At Cabinet meetings, the PM kept on saying GST was more than a tax reform and exemplified India’s “unity in diversity”, officials said, and he had asked that communications on GST be kept a top priority throughout. The FM, on his part, made sure political rivalries didn’t come in the way of smart negotiations. When Delhi finance minister and Aam Aadmi Party leader Manish Sisodia made a suggestion on real estate under GST, the FM led efforts in the GST Council that decided that it can be under the new tax regime after it’s rolled out for some time. That AAP has harangued BJP or targeted both the PM and the FM personally didn’t matter.
STRESS ON CONSENSUS Again, when the second of the 12 meetings of the GST Council showed emerging signs of political acrimony and by the third meeting, disputes were being openly aired, the government leadership decided that the only way forward was seeking consensus and encouraging everyone to offer solutions. When GST negotiations seemed to be getting stuck over details of tax administration, the Centre demonstrated it had no intention of cornering states, an official said.
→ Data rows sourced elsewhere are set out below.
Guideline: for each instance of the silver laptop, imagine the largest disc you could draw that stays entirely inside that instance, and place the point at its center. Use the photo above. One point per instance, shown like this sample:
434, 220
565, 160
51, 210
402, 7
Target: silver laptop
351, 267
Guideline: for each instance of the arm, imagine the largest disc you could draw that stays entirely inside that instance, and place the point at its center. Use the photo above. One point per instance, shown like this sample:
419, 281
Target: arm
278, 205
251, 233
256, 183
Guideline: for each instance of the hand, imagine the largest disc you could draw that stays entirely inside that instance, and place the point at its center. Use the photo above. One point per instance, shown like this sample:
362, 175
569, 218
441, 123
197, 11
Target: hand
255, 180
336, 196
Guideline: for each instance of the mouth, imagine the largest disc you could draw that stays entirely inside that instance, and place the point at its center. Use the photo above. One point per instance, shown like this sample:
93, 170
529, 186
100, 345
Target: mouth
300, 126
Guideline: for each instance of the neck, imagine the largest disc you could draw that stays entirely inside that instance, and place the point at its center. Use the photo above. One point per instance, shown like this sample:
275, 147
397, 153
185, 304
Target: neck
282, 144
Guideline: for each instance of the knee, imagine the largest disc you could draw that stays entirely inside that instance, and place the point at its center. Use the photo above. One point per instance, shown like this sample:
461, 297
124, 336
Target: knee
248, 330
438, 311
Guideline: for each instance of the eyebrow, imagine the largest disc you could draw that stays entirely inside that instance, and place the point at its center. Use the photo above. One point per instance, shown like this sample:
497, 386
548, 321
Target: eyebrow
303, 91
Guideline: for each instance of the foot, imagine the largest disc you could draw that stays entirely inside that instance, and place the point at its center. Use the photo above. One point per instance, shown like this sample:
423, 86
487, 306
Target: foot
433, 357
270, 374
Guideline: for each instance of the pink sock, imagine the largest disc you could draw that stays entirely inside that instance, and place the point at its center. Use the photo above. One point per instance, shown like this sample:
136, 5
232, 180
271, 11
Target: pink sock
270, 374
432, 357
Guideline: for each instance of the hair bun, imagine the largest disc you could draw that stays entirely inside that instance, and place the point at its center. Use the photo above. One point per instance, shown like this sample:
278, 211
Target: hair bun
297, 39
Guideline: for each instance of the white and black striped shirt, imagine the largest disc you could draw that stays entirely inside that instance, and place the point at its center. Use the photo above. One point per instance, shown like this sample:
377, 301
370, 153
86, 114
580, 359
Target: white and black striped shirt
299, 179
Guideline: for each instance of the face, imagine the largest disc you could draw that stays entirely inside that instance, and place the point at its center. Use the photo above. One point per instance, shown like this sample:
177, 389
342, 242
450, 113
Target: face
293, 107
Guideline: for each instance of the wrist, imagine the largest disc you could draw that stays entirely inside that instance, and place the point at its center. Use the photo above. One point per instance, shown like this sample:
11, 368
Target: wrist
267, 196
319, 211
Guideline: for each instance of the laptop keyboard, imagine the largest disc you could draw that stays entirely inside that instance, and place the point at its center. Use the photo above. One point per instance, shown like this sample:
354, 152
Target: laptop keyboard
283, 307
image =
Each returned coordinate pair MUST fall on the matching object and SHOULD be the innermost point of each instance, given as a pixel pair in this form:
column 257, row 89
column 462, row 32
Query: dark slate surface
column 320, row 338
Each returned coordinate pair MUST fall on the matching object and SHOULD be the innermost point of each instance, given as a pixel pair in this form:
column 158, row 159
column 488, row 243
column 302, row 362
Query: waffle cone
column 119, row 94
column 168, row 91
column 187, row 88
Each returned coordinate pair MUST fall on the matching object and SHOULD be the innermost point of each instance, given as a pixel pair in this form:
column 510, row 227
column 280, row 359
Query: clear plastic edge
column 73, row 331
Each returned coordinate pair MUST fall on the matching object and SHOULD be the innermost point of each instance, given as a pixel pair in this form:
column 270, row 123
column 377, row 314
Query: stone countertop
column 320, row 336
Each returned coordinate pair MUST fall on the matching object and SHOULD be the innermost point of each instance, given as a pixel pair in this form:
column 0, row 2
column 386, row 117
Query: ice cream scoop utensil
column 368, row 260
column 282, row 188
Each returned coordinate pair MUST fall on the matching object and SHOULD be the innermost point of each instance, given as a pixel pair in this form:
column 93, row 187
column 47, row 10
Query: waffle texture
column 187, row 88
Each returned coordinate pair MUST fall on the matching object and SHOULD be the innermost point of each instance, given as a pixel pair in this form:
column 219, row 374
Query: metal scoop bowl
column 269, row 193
That’s why, he said, contentious issues like the threshold limit for taxation could be resolved.
There was also some deft political footwork involved. Just as the PM reached out to Congress after BJP’s Bihar loss, despite Congress leadership’s displays of aggression, the leadership also kept channels open with Bihar chief minister Nitish Kumar. After BJP’s win in Assam over Congress, further efforts were made to reach out to key Opposition leaders. The FM reached out to CPM's Sitaram Yechury, SP's Ram Gopal Yadav, TMC's Derek O'Brien, BJD's Dilip Turkey, NCP's Praful Patel, alongside engaging afresh with Congress point-persons.
At one GST meeting, an Opposition state-level minister wanted to include a note of dissent. The FM later agreed to this, understanding the minister’s political compulsion.
TEAM WORK One official familiar with the PMO’s active involvement in the process said the message was to work at top speed while maintaining high quality. Over the last eight months, hundreds of officials worked in small groups and solved difficult questions of both producing and consuming states.
“It took us several months and many informal discussions to reach a consensus on how the final draft should look like," a top official of the government said.
Senior officials said credit must go to teams of officials who worked on weekends and holidays and were ready with options before the ministers met. For example, the 11th meeting of the GST Council that was to go on for 2 days ended in 2 hours because officials had done most of the work on sorting out issues.
Officials said it’s thanks to this broad approach, an administrative version of the PM’s ‘sabka saath, sabka vikas’ motto, as one official put it, that the GST framework is ready three months before the July 1 deadline.
Now, the PM’s focus is on communication, officials said, and the government have received detailed suggestions on how to take the message on GST to all public stakeholders.